Mannarkkad, formerly known as Mannarghat, is a major municipal town in Palakkad district of the Indian state of Kerala. The Silent Valley National Park and the Attappadi Reserve Forest are located in Mannarkkad Taluk. Mannarkkad is situated 36 km away from district headquarters Palakkad on National Highway 966. It is the traditional seat of the Mannarghat Moopil Nair.

==History==
Mannarkkad and Attappadi were parts of Valluvanad Swaroopam dynasty in medieval period with their headquarters at Angadipuram near Perinthalmanna in present-day Malappuram district. According to local legends, the last Cheraman Perumal ruler gave a vast extension of land in South Malabar during his journey to Mecca to one of their governors, Valluvakonathiri, and left for pilgrimage.

During the last decades of the eighteenth century, the region came under the control of the vast Kingdom of Mysore. Under British Raj, it was a part of Valluvanad Taluk of Malappuram Revenue Division in Malabar District. Mannarkkad, along with the towns of Perinthalmanna, Malappuram, Manjeri, Pandikkad, and Tirurangadi, was one of the main centres of the Malabar Rebellion of 1921.

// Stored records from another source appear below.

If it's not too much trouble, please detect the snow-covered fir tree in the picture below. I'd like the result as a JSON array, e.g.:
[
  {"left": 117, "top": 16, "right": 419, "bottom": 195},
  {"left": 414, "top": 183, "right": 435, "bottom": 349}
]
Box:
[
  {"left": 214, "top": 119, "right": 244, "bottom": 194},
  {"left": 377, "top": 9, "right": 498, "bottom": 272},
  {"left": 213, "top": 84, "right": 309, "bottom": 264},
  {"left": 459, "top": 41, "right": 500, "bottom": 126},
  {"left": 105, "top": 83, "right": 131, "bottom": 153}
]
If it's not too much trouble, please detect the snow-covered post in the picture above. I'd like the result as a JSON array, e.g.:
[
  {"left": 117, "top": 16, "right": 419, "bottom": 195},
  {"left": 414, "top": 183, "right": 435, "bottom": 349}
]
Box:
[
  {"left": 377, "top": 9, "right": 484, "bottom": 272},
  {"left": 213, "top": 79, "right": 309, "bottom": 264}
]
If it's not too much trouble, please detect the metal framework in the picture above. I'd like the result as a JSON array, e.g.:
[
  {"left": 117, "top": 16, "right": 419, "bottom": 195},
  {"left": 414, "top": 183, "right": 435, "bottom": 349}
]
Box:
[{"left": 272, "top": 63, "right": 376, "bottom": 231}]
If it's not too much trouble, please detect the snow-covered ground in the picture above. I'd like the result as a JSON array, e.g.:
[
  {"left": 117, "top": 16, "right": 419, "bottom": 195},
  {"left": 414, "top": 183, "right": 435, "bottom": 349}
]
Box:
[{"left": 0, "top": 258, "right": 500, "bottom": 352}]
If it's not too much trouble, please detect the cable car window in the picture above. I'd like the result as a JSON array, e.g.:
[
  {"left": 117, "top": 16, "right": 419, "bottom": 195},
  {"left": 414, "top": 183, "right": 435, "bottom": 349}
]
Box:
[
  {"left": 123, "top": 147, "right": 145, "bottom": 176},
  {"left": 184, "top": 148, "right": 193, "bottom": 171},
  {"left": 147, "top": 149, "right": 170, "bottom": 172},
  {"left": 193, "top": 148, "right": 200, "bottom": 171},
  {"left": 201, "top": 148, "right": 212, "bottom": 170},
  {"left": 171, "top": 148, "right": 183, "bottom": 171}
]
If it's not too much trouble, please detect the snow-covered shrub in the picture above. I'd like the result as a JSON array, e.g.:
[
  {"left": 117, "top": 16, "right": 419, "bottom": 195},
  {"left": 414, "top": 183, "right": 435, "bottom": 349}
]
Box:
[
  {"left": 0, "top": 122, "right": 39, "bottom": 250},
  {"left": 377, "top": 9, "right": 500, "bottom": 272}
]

Walluvanad Taluk was divided into six Revenue blocks: Mankada, Perinthalmanna, Mannarkkad, Ottapalam, Sreekrishnapuram, and Pattambi. On 1 January 1957, Palakkad district was formed consisting of 6 taluks. Mannarkad was part of Perinthalmanna taluk which was part of Palakkad district until the formation of Malappuram district. During the formation of Malappuram district on 16 June 1969, the Revenue blocks of Mannarkkad and Attappadi were separated from Perinthalmanna Taluk and Mannarkkad became an independent taluk.

Later some years, a portion of Karuvarakundu village in Eranad Taluk (now Karuvarakundu is a part of Nilambur Taluk) of Malappuram district was transferred to the Silent Valley area of Mannarkkad Taluk. In 2021 Attapady was separated from Mannarkad taluk and became independent taluk with taluk headquarters at Agali.

==Geography==
Mannarkkad is located at . It has an average elevation of 76 m. Mannarkkad is located 36 km north-west of district headquarters Palakkad, along National Highway 966 and 100 km north west of Kozhikode. Mannarkkad is located in the foothills of the Western Ghats.

==Silent Valley National Park==

It is located in the rich biodiversity of Nilgiri Biosphere Reserve. Karimpuzha Wildlife Sanctuary, New Amarambalam Reserved Forest, and Nedumkayam Rainforest in Nilambur Taluk of Malappuram district, Attappadi Reserved Forest in Mannarkkad Taluk of Palakkad district, and Mukurthi National Park of Nilgiris district, are located around Silent Valley National Park. Mukurthi peak, the fifth-highest peak in South India, and Anginda peak are also located in its vicinity. Bhavani River, a tributary of Kaveri River, and Kunthipuzha River, a tributary of Bharathappuzha river, originate in the vicinity of Silent Valley. The Kadalundi River has also its origin in Silent Valley.

==Civic Administration==
===Mannarkkad Municipality Election 2020===

| S.No. | Party name | Party symbol | Number of Councillors |
|---|---|---|---|
| 01 | UDF |  | 13 |
| 02 | Independents |  | 0 |
| 03 | BJP |  | 03 |
| 04 | LDF |  | 13 |

==Mannarkkad Taluk==
Mannarkkad is one of the six Taluks of Palakkad district.